Bill McGee, Senior Vice President of Hybrid Cloud Security, Trend Micro speaks on security in hybrid cloud
Bill McGee, Senior Vice President of Hybrid Cloud Security, Trend Micro speaks on security in hybrid cloud adoption, the related challenges and benefits at Trend Micro's CloudSec India 2017 event in Mumbai.
Excerpts from the interview:
Do you think people have become more comfortable with the idea of migrating to cloud and do you think it is hybrid cloud that we have to thank?

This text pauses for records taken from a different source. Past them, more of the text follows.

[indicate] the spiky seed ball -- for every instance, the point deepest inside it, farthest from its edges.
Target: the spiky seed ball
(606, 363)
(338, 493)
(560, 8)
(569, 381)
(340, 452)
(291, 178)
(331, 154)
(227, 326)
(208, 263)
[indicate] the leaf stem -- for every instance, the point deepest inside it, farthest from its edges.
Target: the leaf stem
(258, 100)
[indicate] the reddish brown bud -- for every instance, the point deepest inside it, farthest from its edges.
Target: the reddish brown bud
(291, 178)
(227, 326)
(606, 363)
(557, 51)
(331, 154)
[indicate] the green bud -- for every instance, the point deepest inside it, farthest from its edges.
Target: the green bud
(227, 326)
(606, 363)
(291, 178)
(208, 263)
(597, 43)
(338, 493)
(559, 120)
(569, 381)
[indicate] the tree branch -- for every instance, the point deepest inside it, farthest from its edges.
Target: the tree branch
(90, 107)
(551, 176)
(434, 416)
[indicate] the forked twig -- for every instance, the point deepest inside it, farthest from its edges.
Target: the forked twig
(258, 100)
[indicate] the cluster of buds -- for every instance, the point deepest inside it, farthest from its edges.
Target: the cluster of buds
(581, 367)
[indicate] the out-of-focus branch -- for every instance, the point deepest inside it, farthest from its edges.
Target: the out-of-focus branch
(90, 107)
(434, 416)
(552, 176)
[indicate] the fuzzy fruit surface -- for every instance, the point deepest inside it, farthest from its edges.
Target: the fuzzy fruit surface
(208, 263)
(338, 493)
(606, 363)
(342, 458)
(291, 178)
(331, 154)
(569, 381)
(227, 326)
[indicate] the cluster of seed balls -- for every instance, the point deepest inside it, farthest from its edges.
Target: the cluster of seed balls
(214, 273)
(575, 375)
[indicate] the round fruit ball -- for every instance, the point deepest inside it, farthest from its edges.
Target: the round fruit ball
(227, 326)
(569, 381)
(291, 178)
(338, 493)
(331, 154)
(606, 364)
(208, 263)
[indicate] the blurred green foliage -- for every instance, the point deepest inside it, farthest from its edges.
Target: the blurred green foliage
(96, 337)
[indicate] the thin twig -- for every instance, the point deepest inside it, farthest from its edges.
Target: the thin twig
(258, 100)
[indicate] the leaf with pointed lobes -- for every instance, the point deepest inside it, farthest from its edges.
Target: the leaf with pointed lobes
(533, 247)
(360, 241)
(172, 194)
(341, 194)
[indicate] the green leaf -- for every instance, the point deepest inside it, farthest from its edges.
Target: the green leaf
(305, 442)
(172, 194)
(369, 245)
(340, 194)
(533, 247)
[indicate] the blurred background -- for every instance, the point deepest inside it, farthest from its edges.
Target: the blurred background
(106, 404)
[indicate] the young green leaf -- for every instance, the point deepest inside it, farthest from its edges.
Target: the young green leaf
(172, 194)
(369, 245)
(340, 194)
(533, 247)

Different markets are at a different phase of their lifecycle. Markets where public cloud has been in place for many years such as ddddbthe United States and Australia, we’ve seen very aggressive adoption of cloud and of hybrid cloud environments. I live in Canada, which is a more conservative market. Canadian public cloud datacenters have just recently occurred. So Canada is maybe more in the life cycle that India is in where the datacenters have just been in the country for a relatively short period of time. There’s not as much expertise yet in terms of knowing how to use the cloud successfully. Some call them secondary cloud markets. But I am fully confident that they will achieve a very similar level of success than we’ve seen in some of the more mature markets. It’s time and expertise. And it’s because of the speed that it allows organizations to move. So that speed has a market impact. As somebody sees a competitor move fast and they feel a need to respond, and if cloud has been one of the enablers to that speed then people will adopt it quickly as well. So we expect to see more aggressive use of hybrid cloud in markets like India in the very near future.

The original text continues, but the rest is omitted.